Photo : oceans.taraexpeditions.org

Vous l’avez certainement constaté les algues sargasses reviennent parasiter nos plages à l’heure ou le poisson revient dans nos eaux. D’où proviennent les algues sargasses ? Pourquoi s’échouent-elles sur nos plages ? Quelles sont les mesures prises par les autorités ? Quels risques pour la santé ? Guadeloupe Actu répond à vos questions.

Les sargasses sont des algues brunes marines de la famille des Sargassaceae, comprenant un grand nombre d’espèces à travers le monde. Les algues du genre Sargasse sont communément fixées sur les fonds marins côtiers hormis deux espèces qui se développent à la surface de l’océan et dérivent librement au gré de courants marins sous forme de nappes : ce sont les sargasses pélagiques Sargassum fluitans et Sargassum natans.

D’où proviennent les algues sargasses qui s’échouent sur nos plages ?

Ces deux algues sont depuis toujours présentes dans l’océan nord atlantique et la région des Caraïbes, avec un système de circulation bien connu entre le golfe du Mexique et la mer des Sargasses et la présence d’algues éparses dans le reste de la région. En revanche, les échouages massifs de sargasses pélagiques qui affectent depuis 2011 la mer des Caraïbes semblent trouver leur origine dans une nouvelle zone : la région de recirculation nord équatoriale, un courant marin circulaire situé entre les côtes du Brésil et le golfe de Guinée.

Pourquoi a-t-on des échouages sur nos côtes ?

Si la compréhension du phénomène fait encore l’objet de travaux de recherche à l’heure actuelle, il semble que la région de recirculation nord équatoriale constitue une nouvelle zone d’accumulation de sargasses pélagiques, qui se dirige par moment, en fonction de la croissance des algues et des courants saisonniers, de grandes quantités d’algues vers l’archipel des petites Antilles. Ainsi, de nombreuses îles des Antilles sont donc affectés par le phénomène, mais également les côtes mésoaméricaines et une petite portion des côtes africaines. Deux programmes de recherche français sont actuellement en cours pour mieux comprendre la biologie, la dynamique de croissance et d’accumulation des sargasses pélagiques dans la zone, évaluer la pérennité et améliorer la prédiction des échouages dans le futur.

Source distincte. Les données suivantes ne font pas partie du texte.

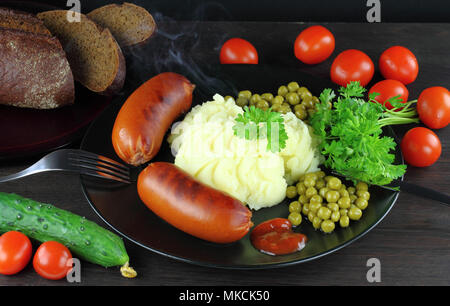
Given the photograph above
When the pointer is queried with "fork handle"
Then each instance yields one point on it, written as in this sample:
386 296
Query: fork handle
425 192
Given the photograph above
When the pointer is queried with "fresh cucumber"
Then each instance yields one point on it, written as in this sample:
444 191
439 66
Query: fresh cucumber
44 222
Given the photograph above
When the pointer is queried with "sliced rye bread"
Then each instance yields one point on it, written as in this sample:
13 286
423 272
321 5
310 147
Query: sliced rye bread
94 55
34 71
14 19
130 24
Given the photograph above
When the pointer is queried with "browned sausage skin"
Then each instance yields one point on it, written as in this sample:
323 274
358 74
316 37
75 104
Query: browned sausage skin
191 206
147 114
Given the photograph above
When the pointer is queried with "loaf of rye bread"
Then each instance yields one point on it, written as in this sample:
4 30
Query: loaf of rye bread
94 55
130 24
34 71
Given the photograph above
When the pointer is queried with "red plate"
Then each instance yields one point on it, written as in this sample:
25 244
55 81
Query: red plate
26 132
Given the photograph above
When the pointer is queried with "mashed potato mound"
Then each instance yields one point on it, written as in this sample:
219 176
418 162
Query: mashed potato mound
205 146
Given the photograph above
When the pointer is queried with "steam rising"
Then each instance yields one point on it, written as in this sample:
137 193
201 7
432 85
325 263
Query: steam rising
178 46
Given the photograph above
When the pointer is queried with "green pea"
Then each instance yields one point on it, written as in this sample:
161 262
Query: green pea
327 226
335 216
309 181
285 108
291 192
241 102
334 183
226 98
323 191
254 99
292 98
301 188
344 221
361 203
293 86
333 206
362 186
295 207
267 96
246 94
316 199
343 212
320 183
278 100
351 190
324 213
363 194
283 90
303 199
262 104
314 207
305 209
310 191
295 218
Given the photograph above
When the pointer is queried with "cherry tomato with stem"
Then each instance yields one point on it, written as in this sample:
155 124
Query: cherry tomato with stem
52 260
433 107
15 252
352 65
389 89
421 147
314 45
399 63
238 51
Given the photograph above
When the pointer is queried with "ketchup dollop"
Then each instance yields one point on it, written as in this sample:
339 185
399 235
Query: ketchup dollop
275 237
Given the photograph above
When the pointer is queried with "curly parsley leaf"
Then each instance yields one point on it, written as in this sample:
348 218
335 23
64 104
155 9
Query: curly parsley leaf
256 123
351 134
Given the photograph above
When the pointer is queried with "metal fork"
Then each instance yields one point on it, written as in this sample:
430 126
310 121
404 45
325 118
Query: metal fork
77 161
417 190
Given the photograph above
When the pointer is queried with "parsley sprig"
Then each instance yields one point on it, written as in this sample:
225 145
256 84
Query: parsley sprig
256 123
351 134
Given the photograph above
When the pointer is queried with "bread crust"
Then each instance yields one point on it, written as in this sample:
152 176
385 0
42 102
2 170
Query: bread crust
93 15
117 81
34 71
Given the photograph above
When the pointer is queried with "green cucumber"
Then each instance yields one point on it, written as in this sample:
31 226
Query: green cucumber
44 222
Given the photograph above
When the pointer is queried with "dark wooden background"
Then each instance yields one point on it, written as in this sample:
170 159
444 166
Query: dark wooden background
412 242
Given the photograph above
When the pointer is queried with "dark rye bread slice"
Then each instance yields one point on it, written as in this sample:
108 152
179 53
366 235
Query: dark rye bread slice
13 19
95 57
130 24
34 71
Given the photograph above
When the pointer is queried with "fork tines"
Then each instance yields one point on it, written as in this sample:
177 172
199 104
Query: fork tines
96 165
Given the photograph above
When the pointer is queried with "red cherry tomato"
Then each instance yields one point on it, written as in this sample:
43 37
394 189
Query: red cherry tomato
238 51
389 89
15 252
421 147
51 260
433 107
398 63
352 65
314 45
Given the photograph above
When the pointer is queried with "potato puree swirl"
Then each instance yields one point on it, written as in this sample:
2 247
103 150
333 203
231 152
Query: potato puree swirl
205 146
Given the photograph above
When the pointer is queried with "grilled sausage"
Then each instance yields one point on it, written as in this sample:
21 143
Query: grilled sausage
191 206
147 114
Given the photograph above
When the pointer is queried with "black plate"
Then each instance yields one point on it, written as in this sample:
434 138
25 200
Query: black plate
120 207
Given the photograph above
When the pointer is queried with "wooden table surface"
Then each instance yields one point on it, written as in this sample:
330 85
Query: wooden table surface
412 242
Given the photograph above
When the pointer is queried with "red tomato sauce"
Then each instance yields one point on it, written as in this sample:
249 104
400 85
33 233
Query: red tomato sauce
275 237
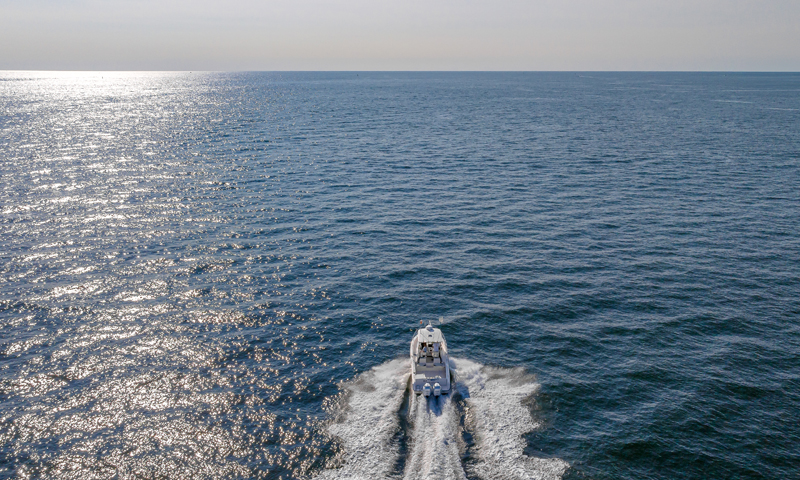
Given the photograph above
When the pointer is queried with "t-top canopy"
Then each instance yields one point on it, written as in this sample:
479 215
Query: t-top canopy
430 335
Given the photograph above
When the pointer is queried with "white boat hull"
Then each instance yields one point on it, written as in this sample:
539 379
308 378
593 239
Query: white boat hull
430 367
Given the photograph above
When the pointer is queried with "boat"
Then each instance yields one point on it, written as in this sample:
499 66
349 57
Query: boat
430 366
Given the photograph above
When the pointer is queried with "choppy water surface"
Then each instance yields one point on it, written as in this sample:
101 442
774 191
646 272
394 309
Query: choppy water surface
214 275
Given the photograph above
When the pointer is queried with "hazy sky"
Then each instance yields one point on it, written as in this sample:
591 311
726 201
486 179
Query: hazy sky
400 35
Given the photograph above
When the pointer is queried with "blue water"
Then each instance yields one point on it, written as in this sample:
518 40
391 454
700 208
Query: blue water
212 275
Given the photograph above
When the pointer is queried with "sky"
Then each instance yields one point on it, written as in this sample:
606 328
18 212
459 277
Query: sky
530 35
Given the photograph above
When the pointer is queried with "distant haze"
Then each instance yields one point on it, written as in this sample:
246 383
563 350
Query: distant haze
743 35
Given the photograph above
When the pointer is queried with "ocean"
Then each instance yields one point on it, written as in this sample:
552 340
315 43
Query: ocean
217 275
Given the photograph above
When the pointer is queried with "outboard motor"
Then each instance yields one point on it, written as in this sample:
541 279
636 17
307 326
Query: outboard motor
426 389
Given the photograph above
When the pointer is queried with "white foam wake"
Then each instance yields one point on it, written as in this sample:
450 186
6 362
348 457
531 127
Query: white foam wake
493 412
435 446
498 420
371 422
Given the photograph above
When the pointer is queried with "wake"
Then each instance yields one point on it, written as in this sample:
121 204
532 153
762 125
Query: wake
486 405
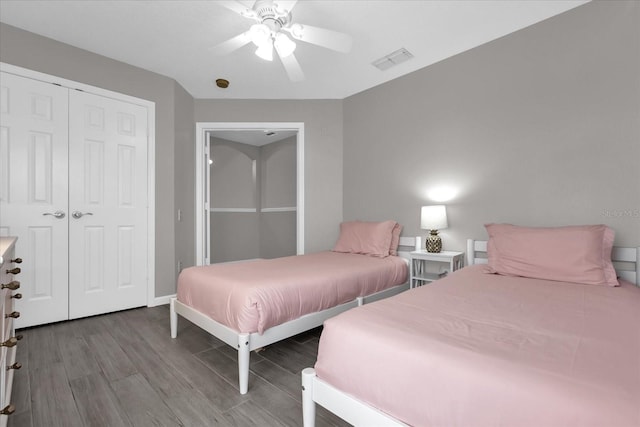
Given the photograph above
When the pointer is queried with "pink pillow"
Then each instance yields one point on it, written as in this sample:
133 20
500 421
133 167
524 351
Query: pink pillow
578 254
395 239
367 238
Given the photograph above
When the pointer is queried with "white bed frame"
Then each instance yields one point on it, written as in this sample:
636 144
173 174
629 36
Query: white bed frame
316 391
245 342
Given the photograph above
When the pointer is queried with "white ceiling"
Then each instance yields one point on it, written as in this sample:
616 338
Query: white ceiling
174 38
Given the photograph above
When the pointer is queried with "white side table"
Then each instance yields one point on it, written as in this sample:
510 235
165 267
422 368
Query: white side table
420 273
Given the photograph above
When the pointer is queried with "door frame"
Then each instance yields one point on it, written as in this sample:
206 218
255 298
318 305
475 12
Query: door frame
202 200
151 147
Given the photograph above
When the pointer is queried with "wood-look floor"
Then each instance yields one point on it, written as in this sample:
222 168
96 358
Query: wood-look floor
123 369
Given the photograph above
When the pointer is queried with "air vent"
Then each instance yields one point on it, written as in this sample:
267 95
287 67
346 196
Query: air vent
394 58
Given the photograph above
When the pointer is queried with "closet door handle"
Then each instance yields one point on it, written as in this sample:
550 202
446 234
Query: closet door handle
57 214
78 214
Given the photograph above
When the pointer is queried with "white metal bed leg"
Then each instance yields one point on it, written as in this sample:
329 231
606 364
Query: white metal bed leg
173 318
308 405
243 362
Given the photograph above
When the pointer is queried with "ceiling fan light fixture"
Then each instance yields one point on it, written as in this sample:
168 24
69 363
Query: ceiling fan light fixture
265 51
284 45
260 34
296 30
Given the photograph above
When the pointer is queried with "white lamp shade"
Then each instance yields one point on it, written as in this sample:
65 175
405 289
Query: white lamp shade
433 217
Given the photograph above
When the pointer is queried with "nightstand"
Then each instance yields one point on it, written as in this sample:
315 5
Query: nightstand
421 274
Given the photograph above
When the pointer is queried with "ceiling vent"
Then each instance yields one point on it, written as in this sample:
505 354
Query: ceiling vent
394 58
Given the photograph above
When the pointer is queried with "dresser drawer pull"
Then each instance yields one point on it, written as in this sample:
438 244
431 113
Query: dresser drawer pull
8 410
12 285
11 342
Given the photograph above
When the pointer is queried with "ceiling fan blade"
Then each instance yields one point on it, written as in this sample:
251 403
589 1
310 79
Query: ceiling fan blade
238 8
333 40
292 67
232 44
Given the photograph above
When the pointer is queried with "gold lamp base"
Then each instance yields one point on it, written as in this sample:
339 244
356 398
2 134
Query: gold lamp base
434 242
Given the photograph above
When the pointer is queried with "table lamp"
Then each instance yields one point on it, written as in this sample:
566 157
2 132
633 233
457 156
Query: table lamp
433 218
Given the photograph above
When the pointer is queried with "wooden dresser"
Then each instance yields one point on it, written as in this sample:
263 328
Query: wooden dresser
9 341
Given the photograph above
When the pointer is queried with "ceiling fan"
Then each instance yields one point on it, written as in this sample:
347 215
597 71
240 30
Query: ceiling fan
273 21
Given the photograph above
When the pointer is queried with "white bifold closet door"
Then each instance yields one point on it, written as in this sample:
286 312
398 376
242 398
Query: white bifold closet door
74 191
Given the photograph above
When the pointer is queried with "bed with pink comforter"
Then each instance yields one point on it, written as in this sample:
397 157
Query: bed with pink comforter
255 295
477 349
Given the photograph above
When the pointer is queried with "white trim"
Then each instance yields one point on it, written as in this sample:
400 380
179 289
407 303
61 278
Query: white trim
287 209
151 152
202 128
237 210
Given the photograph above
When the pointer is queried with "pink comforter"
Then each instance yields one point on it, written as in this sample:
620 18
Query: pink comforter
477 349
255 295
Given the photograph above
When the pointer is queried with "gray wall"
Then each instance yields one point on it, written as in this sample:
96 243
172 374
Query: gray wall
236 184
322 153
539 128
184 175
174 115
278 190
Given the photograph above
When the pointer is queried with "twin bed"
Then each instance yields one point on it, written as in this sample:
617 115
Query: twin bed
252 304
539 329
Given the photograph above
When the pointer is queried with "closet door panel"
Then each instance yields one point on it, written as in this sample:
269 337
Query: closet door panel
108 205
34 187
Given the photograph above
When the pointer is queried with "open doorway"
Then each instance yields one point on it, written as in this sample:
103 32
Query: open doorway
246 203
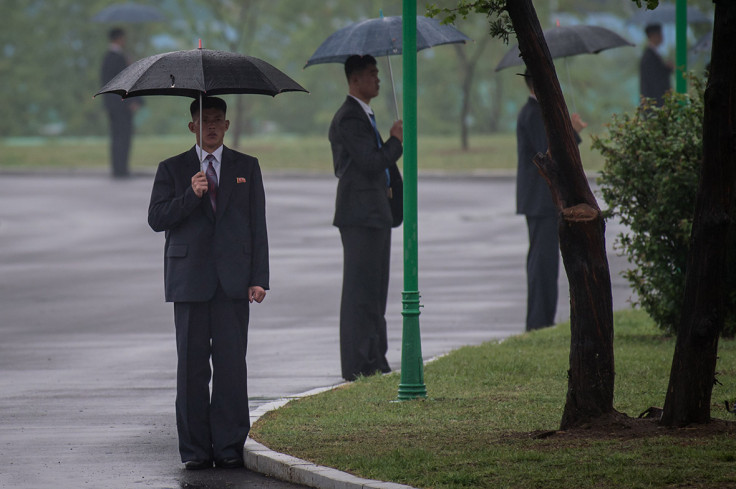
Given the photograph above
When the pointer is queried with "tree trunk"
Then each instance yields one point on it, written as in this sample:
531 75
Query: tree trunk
582 234
692 375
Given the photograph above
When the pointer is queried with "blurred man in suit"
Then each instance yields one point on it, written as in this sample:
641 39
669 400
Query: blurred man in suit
534 200
119 112
366 168
654 72
215 264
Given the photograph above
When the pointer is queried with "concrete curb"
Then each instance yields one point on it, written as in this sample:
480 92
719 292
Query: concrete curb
261 459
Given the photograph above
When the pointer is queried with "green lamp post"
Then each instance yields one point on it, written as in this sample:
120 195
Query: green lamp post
412 369
680 46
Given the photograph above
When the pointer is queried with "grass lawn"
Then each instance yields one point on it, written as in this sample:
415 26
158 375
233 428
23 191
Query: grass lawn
276 153
488 417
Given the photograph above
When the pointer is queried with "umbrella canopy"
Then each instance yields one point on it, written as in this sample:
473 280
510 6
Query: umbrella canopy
382 37
200 72
128 12
570 41
665 13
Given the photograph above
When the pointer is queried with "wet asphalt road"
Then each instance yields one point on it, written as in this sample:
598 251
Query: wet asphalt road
87 353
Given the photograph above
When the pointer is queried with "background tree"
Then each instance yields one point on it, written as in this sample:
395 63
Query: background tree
692 376
582 228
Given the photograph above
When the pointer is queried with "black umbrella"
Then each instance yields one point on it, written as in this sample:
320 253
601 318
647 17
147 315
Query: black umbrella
197 73
382 37
128 12
570 41
665 13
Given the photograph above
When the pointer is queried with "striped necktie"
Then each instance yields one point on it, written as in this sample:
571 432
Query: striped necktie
211 182
378 139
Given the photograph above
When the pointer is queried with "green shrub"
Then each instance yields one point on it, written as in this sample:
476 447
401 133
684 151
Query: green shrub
649 181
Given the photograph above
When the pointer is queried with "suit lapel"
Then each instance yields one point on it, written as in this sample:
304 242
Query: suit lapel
227 179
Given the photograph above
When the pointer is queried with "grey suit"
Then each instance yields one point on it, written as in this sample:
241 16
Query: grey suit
534 200
654 76
119 114
363 215
210 261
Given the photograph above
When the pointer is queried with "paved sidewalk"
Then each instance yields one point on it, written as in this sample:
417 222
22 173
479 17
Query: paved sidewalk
87 353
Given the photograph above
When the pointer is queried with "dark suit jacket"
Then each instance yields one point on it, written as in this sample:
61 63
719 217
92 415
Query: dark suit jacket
202 248
362 199
112 64
654 75
533 197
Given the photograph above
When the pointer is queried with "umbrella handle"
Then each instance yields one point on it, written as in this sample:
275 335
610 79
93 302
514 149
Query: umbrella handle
200 122
569 85
393 87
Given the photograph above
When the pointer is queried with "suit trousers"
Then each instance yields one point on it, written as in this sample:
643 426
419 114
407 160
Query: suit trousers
212 425
121 135
542 271
363 336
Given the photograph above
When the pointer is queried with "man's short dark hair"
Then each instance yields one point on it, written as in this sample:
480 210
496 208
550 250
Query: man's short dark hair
207 103
115 34
357 63
653 29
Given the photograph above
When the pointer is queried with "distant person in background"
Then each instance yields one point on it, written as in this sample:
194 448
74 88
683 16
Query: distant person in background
366 167
534 200
654 72
120 112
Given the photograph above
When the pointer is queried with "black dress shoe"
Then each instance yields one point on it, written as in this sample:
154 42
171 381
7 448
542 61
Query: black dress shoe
230 463
198 464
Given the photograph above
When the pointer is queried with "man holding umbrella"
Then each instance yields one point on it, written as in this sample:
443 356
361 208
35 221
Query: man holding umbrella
534 200
216 262
366 168
119 112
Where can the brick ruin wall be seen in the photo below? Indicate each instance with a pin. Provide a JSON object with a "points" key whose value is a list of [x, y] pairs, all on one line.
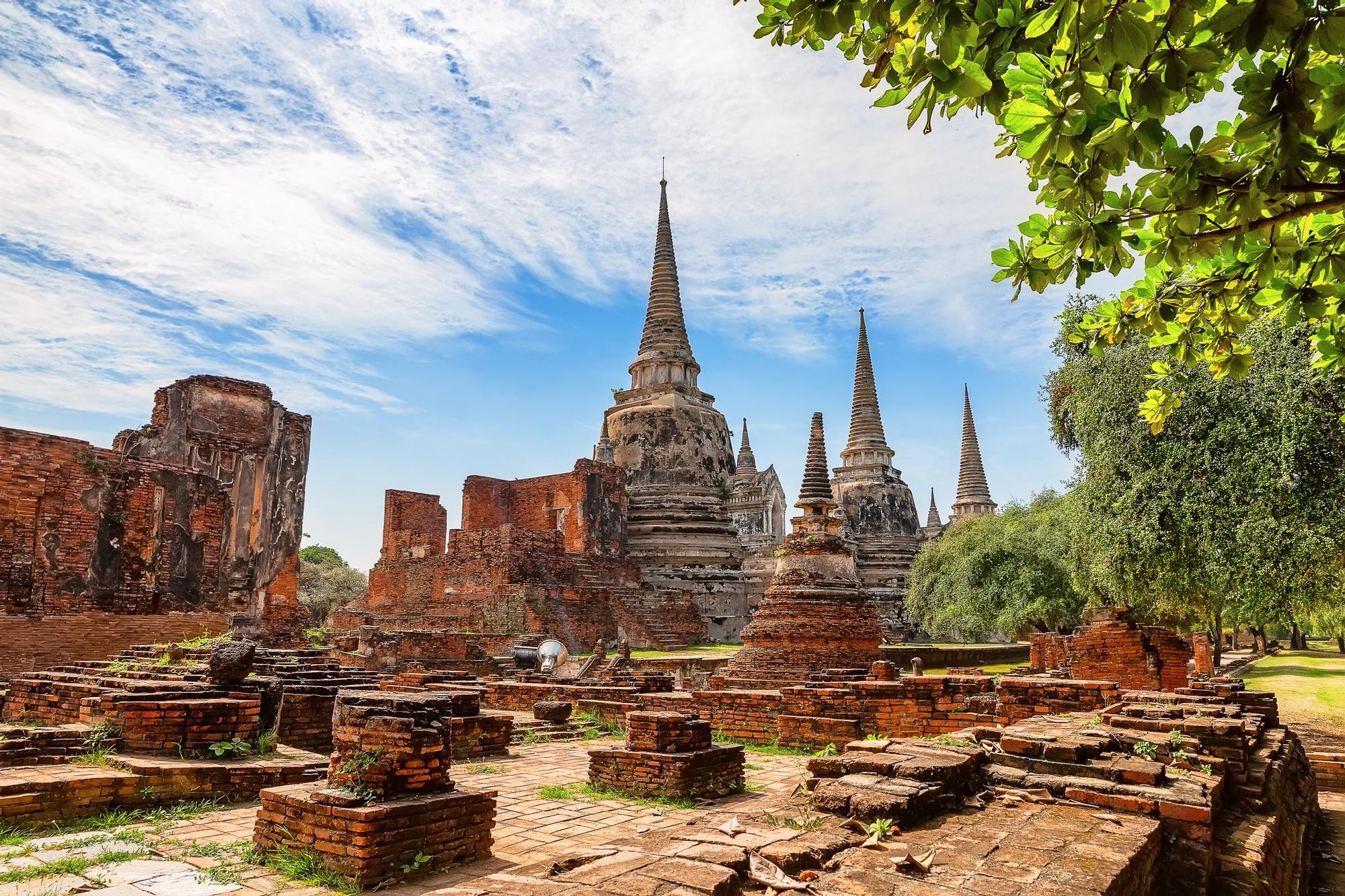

Est-ce un phénomène à long terme ?

La complexité des courants, l’étendue de la zone concernée, et les données disponibles à ce jour ne permettent pas encore de prédire l’évolution de ce phénomène récent, sur le long terme. Ce phénomène ne s’est, depuis lors, jamais vraiment arrêté avec une continuité variable et une recrudescence à la moitié de l’année 2017. Certaines algues pouvant être exclusivement flottantes, elles sont à l’origine d’échouages réguliers sur les côtes des Etats-Unis, notamment, où elles sont exploitées comme biomasse (compostage, épandage, etc.). Toutefois, depuis un an, ces échouages sont plus intenses et plus récurrents sur la façade atlantique des Antilles.

D’où viennent les odeurs émises par les algues sargasses ?

L’odeur caractéristique d’œuf pourri est celle de l’hydrogène sulfuré. C’est un gaz qui provient de la décomposition naturelle des algues sargasses en absence d’oxygène, notamment lorsque des algues (comme toutes les matières organiques biodégradables) reposent en forte épaisseur sur une plage ou des rochers. Notre système olfactif est capable de détecter cette substance en très faible quantité.

Si les études sur la valorisation et la transformation s’avèrent positives, nous aurons alors la possibilité de muer ce fléau en son équivalent contraire comme aux Etats-Unis. Il en va également par effet de domino de la santé des citoyens qui résident en bord de mer.